The interaction of the muscarine receptor partial agonist (4-m-chlorophenylcarbamoyloxy)-2-butynyltrimethylammonium chloride (McN-A-343) was investigated at muscarine receptors in the atria and taenia caeci of the guinea-pig to compare its interaction at the muscarine M2 receptor in the two tissues. In the smooth muscle, the muscarine M3 receptor subtype is responsible for the contractile response but the major subtype detected in binding or antibody experiments is the M2 subtype.
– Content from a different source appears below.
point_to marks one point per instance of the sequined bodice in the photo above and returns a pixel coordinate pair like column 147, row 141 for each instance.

In guinea pig atria the dissociation constant of McN-A-343 at muscarine receptors was 15.2 microM determined in functional experiments on left atria in McEwen's solution or 14.8 microM in binding experiments with [3H]-(-)-quinuclidinyl benzilate ([3H]QNB) in the same medium containing 5'-guanylylimododiphosphate (50 microM). In the taenia caeci, the dissociation constant estimated for McN-A-343 at the M3 receptor from functional experiments based on the contractile response to the agonist in McEwen's solution was 4.6 microM. This value was similar to the dissociation constant (6.2 microM) estimated from binding studies versus [3H]QNB conducted in the same medium although studies with 11-[[2-[(diethylamino)methyl]-1-piperidinyl]acetyl]-5,11-dihydro-6H- pyrido[2,3-b][1,4]benzodiazepine 6-one (AF-DX 116) versus [3H]-(-)-N-methylscopolamine suggested that 70% of the receptors were the M2 subtype. The presence of the M2 subtype in the taenia caeci was also confirmed by the ability of oxotremorine to inhibit the increase in cAMP produced by isoprenaline (10 microM) since apparent pKB values for AF-DX 116 and hexahydrosiladiphenidol were 6.95 and 6.75, respectively. McN-A-343 (100 microM) failed to inhibit the response to isoprenaline and did not antagonize the inhibitory response to oxotremorine. It is concluded that the apparent affinity of McN-A-343 for muscarine M2 receptors in the atria and the taenia caeci differs and a number of explanations are discussed.